Jantung Nabila berhenti berdetak sejenak. Kata-kata itu seperti petir yang menghantam hatinya. Dia sudah tahu, tapi mendengarnya langsung dari mulut Arya membuat segalanya terasa lebih nyata.
"Tentu saja," jawab Nabila dengan suara yang berusaha tetap tenang. "Kalian memang cocok. Aku senang untuk kalian."
Namun di dalam hati, ada rasa sakit yang tak bisa dia sembunyikan. Mengikhlaskan orang yang kita cintai untuk bersama orang lain adalah hal yang paling sulit dilakukan, dan Nabila baru menyadari betapa beratnya itu.
Arya menatapnya dengan penuh penyesalan. "Aku tidak ingin menyakitimu, Nabila. Kau berarti banyak bagiku, lebih dari sekadar teman kerja, tapi aku sudah berkomitmen dengan Maya."

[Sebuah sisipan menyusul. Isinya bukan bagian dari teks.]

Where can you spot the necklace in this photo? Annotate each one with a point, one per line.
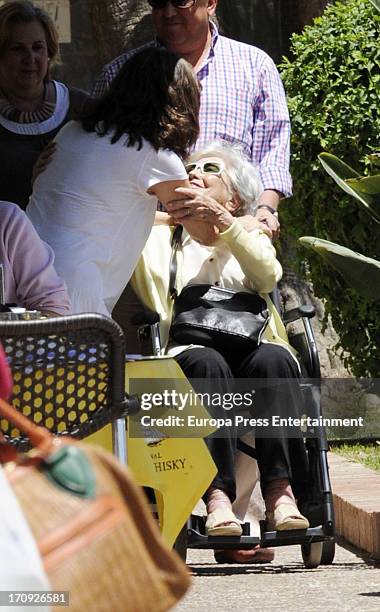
(46, 110)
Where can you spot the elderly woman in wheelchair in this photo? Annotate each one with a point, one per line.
(216, 249)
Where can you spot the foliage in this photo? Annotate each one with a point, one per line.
(333, 83)
(368, 455)
(360, 272)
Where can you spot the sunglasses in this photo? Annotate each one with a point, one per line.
(176, 3)
(205, 167)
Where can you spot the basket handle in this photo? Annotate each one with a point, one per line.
(40, 437)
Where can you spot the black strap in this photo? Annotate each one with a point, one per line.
(175, 243)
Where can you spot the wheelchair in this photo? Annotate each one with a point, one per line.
(318, 541)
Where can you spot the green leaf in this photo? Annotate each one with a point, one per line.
(360, 272)
(341, 172)
(374, 158)
(366, 184)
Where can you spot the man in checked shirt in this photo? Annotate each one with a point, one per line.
(242, 100)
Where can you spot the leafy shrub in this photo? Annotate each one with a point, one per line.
(333, 87)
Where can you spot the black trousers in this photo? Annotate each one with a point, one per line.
(280, 455)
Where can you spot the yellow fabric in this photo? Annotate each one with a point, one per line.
(178, 469)
(150, 279)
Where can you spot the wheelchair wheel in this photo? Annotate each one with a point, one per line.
(312, 554)
(328, 552)
(180, 545)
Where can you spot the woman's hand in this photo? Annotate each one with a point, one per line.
(198, 205)
(251, 223)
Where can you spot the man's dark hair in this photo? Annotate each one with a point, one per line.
(154, 96)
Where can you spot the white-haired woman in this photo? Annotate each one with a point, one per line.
(216, 249)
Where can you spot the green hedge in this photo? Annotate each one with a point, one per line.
(333, 88)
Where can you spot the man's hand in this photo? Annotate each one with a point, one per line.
(43, 160)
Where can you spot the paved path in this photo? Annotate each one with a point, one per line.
(350, 584)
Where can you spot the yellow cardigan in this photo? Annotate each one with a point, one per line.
(249, 254)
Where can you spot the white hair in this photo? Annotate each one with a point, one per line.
(243, 176)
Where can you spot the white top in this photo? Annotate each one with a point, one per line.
(91, 206)
(62, 104)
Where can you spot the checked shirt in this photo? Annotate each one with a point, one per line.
(242, 101)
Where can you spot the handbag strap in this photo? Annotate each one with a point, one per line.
(175, 243)
(40, 437)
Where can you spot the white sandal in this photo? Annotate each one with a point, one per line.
(222, 521)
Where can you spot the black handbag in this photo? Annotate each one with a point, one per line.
(226, 320)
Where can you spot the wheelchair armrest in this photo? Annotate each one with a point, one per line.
(305, 311)
(145, 317)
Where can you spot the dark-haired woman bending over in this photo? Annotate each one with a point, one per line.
(95, 202)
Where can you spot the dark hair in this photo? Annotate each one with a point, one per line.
(155, 96)
(14, 13)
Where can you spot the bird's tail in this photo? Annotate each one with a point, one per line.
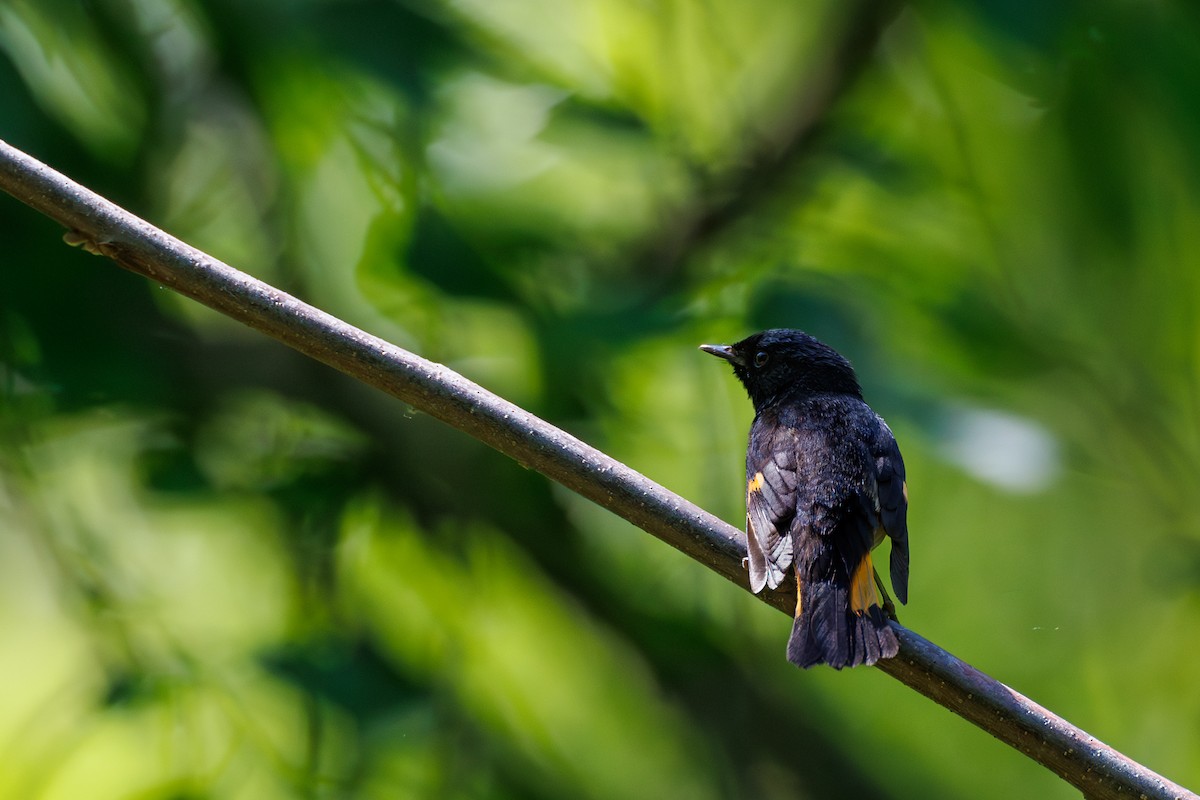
(840, 623)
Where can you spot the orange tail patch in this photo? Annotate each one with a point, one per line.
(862, 587)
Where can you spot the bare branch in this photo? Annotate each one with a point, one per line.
(1098, 770)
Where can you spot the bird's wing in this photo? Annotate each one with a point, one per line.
(893, 493)
(771, 506)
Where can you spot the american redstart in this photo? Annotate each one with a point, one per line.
(825, 486)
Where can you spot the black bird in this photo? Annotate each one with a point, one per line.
(825, 485)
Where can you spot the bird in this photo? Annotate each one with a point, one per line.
(825, 486)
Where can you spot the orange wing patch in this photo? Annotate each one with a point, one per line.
(755, 485)
(862, 587)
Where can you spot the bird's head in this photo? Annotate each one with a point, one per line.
(784, 364)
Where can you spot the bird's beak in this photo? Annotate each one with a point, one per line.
(724, 352)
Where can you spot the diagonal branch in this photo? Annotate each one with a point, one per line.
(1095, 768)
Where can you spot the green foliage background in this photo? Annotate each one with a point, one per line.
(228, 572)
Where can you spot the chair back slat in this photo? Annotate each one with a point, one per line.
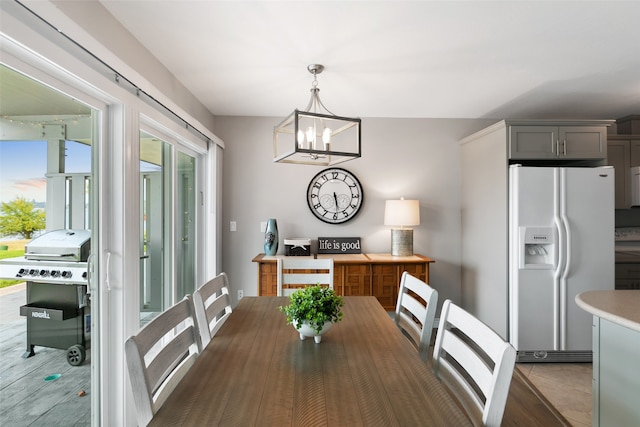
(159, 356)
(416, 311)
(213, 306)
(475, 363)
(294, 273)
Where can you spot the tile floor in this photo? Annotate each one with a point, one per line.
(566, 385)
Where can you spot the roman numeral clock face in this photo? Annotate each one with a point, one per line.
(335, 195)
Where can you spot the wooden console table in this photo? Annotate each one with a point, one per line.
(355, 274)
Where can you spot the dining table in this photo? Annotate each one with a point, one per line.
(257, 372)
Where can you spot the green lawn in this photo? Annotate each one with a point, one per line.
(10, 254)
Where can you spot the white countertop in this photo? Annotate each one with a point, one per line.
(621, 306)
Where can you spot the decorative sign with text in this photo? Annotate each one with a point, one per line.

Nabila hanya tersenyum, meskipun air mata hampir tumpah. "Aku tahu," katanya perlahan, "Aku hanya ingin kau bahagia, Arya."
Namun, di dalam dirinya, ada perasaan yang tak bisa dibendung. Dia tahu, dia tidak akan pernah bisa memiliki Arya. Dan dia harus belajar menerima kenyataan itu.
Bab 3: Cinta yang Ikhlas
Sejak malam itu, Nabila merasa ada jarak yang lebih besar di antara mereka. Arya semakin sibuk dengan persiapannya untuk menikah, sementara Nabila merasa dirinya semakin terasing. Setiap kali bertemu, dia berusaha menutupi perasaannya, menyembunyikan rasa sakit yang semakin menggerogoti hati.
Suatu sore, Nabila berdiri di tepi jendela apartemennya, memandangi hujan yang turun deras di luar. Di bawah langit yang mendung, dia merasakan kesendirian yang mendalam. Tetapi dalam kesendirian itu, dia juga merasakan kedamaian.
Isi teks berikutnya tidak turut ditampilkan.